The worry about the end gains of Almajiri students is important as no specific companies will look for them for employment.
Despite the billions of Naira spent on Almajiri schools under the last dispensation, it has not recorded any gains on the educational status of the north. Many kids are still on the streets from the age grade of four.
Government will continue to struggle to bring Almajiri children out of the street because the population is growing fast, especially among poor northern Muslim families who marry off girls when they are still in their teens.
Moreover, in some Muslim communities in the north, people still doubt the merit of Western education, seeing it as a threat to their own traditions, leading even to a kind of enslavement to alien values. Many parents look up to the “Mallams” and would rather not send their children away to modern schools where they might fall prey to bad western ideas.
These poor and often illiterate boys are easy to pick as recruits for Boko Haram, the extreme religious insurgence group whose name means “Western education is forbidden”.
In fact, many of the Almajiri were separated from their parents at a younger age. Their psyche can easily be changed, so they will be vulnerable. It is a risk for terrorism!
For government to solve the problem of Almajiri in the north, it must make laws to prohibit the practice of given an under-aged for learning without adequate supervision and care.
In this regard, the Economic community of West African States, ECOWAS, has concluded plans to put in place laws and strategies to address the phenomenon of Almajiri.

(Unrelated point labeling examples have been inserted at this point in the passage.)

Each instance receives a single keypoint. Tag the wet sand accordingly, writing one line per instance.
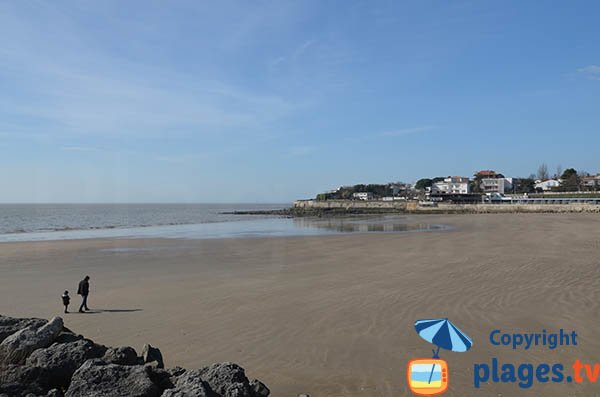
(330, 315)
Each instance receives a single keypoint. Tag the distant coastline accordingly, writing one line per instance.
(325, 208)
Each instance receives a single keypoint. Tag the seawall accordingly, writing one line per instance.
(335, 207)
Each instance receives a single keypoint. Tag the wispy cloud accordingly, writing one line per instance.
(408, 131)
(591, 72)
(302, 150)
(72, 87)
(81, 149)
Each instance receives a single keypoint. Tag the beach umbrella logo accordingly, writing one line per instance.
(429, 376)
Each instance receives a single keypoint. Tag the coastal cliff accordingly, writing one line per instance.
(43, 358)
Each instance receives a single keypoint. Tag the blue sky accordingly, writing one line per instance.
(199, 101)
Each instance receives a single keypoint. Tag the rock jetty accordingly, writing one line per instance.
(44, 358)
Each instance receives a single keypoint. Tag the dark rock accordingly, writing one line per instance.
(150, 354)
(10, 325)
(62, 359)
(227, 380)
(96, 378)
(21, 380)
(190, 384)
(15, 348)
(67, 337)
(122, 355)
(259, 388)
(160, 378)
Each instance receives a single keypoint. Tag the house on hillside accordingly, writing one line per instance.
(591, 182)
(452, 185)
(546, 185)
(496, 185)
(362, 196)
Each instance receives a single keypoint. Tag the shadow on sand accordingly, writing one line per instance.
(97, 311)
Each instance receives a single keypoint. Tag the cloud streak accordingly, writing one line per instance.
(408, 131)
(591, 72)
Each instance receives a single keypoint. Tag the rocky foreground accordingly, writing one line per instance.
(43, 358)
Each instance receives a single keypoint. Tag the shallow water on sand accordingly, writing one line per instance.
(261, 227)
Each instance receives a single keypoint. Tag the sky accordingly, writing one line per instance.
(272, 101)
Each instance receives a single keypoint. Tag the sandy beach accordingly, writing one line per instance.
(330, 315)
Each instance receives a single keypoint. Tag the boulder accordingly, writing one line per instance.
(152, 354)
(18, 346)
(227, 380)
(189, 384)
(259, 388)
(217, 380)
(10, 325)
(96, 378)
(62, 359)
(122, 355)
(21, 380)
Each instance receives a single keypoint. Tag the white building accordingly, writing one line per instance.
(496, 185)
(362, 196)
(591, 182)
(452, 185)
(546, 185)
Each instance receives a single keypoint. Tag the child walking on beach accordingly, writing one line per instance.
(66, 300)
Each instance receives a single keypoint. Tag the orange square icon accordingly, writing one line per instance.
(427, 376)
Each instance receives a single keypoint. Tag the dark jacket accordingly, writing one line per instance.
(84, 288)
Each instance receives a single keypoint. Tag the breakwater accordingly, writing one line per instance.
(335, 207)
(44, 358)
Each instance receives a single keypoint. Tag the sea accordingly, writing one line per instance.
(41, 222)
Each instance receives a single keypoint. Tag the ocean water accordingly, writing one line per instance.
(36, 222)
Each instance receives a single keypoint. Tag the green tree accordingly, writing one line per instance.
(570, 180)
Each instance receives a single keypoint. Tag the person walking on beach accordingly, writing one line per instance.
(66, 300)
(84, 290)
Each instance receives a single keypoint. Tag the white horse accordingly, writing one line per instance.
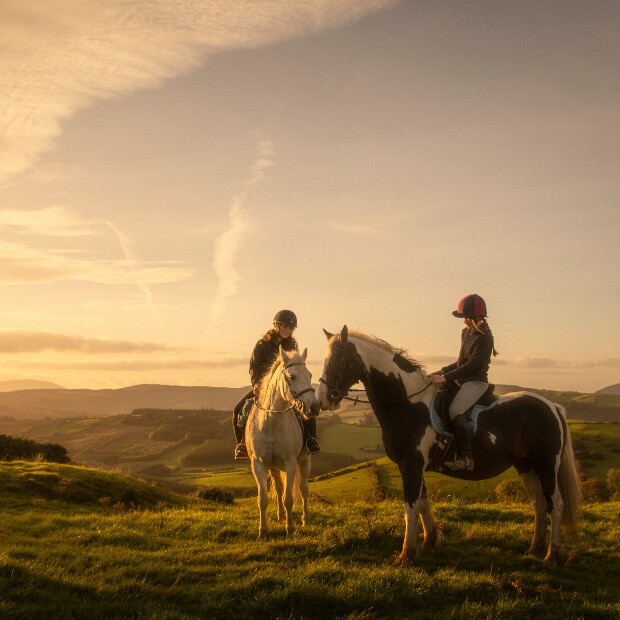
(275, 439)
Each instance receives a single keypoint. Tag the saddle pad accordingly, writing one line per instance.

To this end, the ECOWAS commission’s Early Warning Directorate said it will organise a workshop to launch the support programme for the organisation’s Member States to put an end to Street Children Syndrome.
Economics and social crises, particularly poverty, must be looked into to reduce the situation of Almajiri menace. It will be the joy of every parent to have his wards under their domain provided that the family can cater for the needs of the children.
Both the Federal and State governments must ensure that cultural and religious ideas are checked as they play a role in the prevalence of street children, especially in Northern Nigeria, where Almajiris are forced to abandon their homes in the quest for seeking the teachings of the Qur’an under the tutelage of a “Mallam”.